Christianity identified with Britain and therefore unpopular.

The anti-foreigner instinct.

The grand new political idea in India is the idea of nationality, and one of its corollaries is the championing of things Indian and depreciation of things British. The strong anti-British bias among the educated is one of the noteworthy and regrettable changes in the Indian mind within the last half-century. It is not surprising then that all over India the influence of Christ and of Christianity is lessened from the identification of Christianity with the British. For a native of India to accept the British religion is to run counter to the prevailing anti-British and pro-Indian feeling; it is unpatriotic to become a

convert to Christianity. "Need we go out of India in quest of the true knowledge of God?" wrote a distinguished Indian littérateur a few years ago.[94] All that feeling is of course in addition to the instinctive hostility to things foreign that has been nowhere stronger than in self-contained India—self-contained between the Himalayas and the seas. The exclusiveness of caste is based upon that feeling. The statement of the late Rev. M.N. Bose, B.A., B.L., a native of Eastern Bengal, regarding his youth [1860?] is: "I had a deep-rooted prejudice against Christianity from my boyhood.... At this time I hated Christianity and Christians, though I knew not why I did so."[95] We find the instinctive hostility more bluntly expressed in China in the cry that drops spontaneously from the opening lips of many Chinamen, as their greeting, when they unexpectedly behold a European. The involuntary ejaculation is: "Strike the foreign devil."
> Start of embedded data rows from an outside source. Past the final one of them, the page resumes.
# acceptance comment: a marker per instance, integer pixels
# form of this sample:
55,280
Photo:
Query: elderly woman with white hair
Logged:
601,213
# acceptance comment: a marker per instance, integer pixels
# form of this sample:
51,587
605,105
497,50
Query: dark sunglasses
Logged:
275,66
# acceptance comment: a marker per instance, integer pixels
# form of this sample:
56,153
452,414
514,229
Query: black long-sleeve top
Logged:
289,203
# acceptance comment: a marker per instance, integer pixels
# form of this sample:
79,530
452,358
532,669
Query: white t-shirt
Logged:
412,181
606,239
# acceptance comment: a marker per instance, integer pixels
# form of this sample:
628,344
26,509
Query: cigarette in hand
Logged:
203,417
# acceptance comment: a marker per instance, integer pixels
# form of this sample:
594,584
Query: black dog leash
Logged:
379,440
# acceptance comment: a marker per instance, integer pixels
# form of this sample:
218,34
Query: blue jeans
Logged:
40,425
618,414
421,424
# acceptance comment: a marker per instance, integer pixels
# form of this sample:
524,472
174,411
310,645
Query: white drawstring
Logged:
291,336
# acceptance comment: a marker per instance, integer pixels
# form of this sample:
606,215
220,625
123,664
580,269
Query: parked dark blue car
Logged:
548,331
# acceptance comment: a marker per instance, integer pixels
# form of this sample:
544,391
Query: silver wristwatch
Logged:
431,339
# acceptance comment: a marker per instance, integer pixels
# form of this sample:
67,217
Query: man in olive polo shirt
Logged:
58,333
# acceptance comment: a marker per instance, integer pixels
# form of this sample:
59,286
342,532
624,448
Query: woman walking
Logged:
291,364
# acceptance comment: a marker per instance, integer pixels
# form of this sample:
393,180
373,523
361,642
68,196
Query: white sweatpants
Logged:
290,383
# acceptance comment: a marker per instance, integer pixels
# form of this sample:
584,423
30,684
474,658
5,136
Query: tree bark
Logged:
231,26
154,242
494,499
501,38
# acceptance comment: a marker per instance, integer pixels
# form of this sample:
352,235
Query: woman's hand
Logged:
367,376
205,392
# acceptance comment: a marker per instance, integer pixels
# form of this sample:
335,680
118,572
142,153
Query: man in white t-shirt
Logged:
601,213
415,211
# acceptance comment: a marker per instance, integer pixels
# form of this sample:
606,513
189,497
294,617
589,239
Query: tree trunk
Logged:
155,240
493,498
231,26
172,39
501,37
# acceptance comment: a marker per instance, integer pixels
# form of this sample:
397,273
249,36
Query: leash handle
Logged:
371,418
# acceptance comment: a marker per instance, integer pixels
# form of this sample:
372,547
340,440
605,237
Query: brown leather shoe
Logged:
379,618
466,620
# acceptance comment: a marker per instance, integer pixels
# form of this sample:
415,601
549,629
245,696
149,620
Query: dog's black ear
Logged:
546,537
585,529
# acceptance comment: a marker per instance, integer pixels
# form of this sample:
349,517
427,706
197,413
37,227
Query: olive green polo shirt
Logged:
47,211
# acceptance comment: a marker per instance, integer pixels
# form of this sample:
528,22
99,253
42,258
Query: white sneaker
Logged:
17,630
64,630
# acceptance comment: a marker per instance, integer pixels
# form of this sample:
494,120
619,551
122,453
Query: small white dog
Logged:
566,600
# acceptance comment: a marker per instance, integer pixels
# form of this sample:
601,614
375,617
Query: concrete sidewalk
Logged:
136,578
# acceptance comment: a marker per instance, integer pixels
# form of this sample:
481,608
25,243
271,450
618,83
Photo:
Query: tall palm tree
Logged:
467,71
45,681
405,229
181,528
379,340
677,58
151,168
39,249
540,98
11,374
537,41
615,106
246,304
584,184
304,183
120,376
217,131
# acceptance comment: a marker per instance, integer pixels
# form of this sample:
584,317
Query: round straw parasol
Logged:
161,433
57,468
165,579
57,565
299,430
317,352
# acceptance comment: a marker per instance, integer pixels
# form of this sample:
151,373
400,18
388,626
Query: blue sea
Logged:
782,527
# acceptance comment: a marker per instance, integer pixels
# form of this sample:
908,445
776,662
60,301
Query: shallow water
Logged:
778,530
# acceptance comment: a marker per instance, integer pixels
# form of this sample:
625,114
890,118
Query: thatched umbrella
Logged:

Christ reverenced; Christians disliked.

In the first part of the nineteenth century, along with the great development of modern missions, and of modern education, we may say that Christ

came again to India. The national and anti-British feeling had not then arisen to interpose in His path, but, coming as an alien, His name evoked great hostility. The popular mood was Christianos ad leones, as many incidents and witnesses testify. Now, in spite of the old anti-foreign hostility and the new currents of feeling, a remarkable attitude to Christianity—far short of conversion, no doubt—is almost everywhere manifest. There is a profound homage to its Founder, coupled with that strong resentment towards His Indian disciples. Christ Himself is acknowledged; His church is still foreign and British. Resentfully ruled by a Christian nation, but subdued by Christ Himself, is the state of educated India to-day. In spite of His alien birth and in spite of anti-British bias, Christ has passed within the pale of Indian recognition. Indian eyes, focused at last, are fastened upon Him, and men wonder at His gracious words. Again I direct attention to a significant event in Indian history—the incoming of an influence that will not stale, as mere ideas may. "Is there a single soul in this audience," said the Brahmo leader, the late Keshub Chunder Sen,[96] to the educated Indians of Calcutta, mostly Hindus, "who would

scruple to ascribe extraordinary greatness and supernatural moral heroism to Jesus Christ and Him crucified?"

"That incarnation of the Divine Love, the lowly Son of man," writes another, even while he is rejoicing over the revival of Hinduism.[97]